Along with our ability to fear no more the consequences of sin, Wesley claims that the power of sin is also something of the past. It’s like this. If we are saved from the consequences of sin by our faith in God–and the work of his son on the cross–Wesley claims that our hearts are changed. This change is such that our hearts are changed, and the temptation and power sin once had on our lives is diminished and destroyed.


This is what’s known as “sanctification.” It is the act or process of being made holy. Theoretically, when you are made holy–or are in the process of being made holy–sin is given different meaning to you. It is no longer something that you secretly desire to do, but don’t do because you seek to please God. Sin is something that is abhorrent to you. Sin is no longer an option for you to succumb to.


Wesley believed that salvation is so powerful as to remove the consequences of our sin, the fear we feel from sin and our propensity to sin from hence forth.


I threw that in to sound more Wesleyan. When you read Wesley, you get a lot of “hence,” “thee” and “thou.”


So, you’re saved, which begins an upward trajectory that ends when you kick the bucket and arrive at heaven’s gates, where St. Peter is there to swing them open just for you, right? What if that trajectory were to be…interrupted? That is, can someone lose their salvation?


Good news! Wesley spoke about that, too. He preferred to think about it in terms of someone backsliding–and not so much losing their salvation.

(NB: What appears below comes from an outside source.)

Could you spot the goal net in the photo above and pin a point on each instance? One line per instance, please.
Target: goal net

Wesley noted that the Bible only ever talks about two instances where one would experience eternal separation from God. It is difficult to lose one's salvation. Considering the source of our salvation, I'm not surprised. If you are a believer who publicly rejected Jesus after claiming him as Savior, you were out–according to scripture. Also, if you claimed Jesus’ works were actually those of Satan, you were gone.


To be sure, the Bible doesn’t come down with a hard and fast rule about these specific situations being the final words on the matter. There isn't an appendix to the Ten Commandments. It is a situation here or there where people were acting particularly unchristian. Wesley uses those to illustrate that, while it can happen, it is pretty difficult for someone to outrun God’s grace.


Can you lose your salvation? There is certainly an argument to be made. Can one person to something so bad as to disabuse himself of God’s grace? We have a little harder time answering a question like that.


What can we know? What can we be sure of? What are the important bullet points to walk from this with?


Jesus says, “…whosoever believes.” Paul says, “…by God’s grace, we are saved by our faith.” John Wesley reports a strange warming when he understands the certainty of his salvation.


However you think it might transpire in your own life, we can know certainly that it all begins with faith.


As with so much else in life, first things first.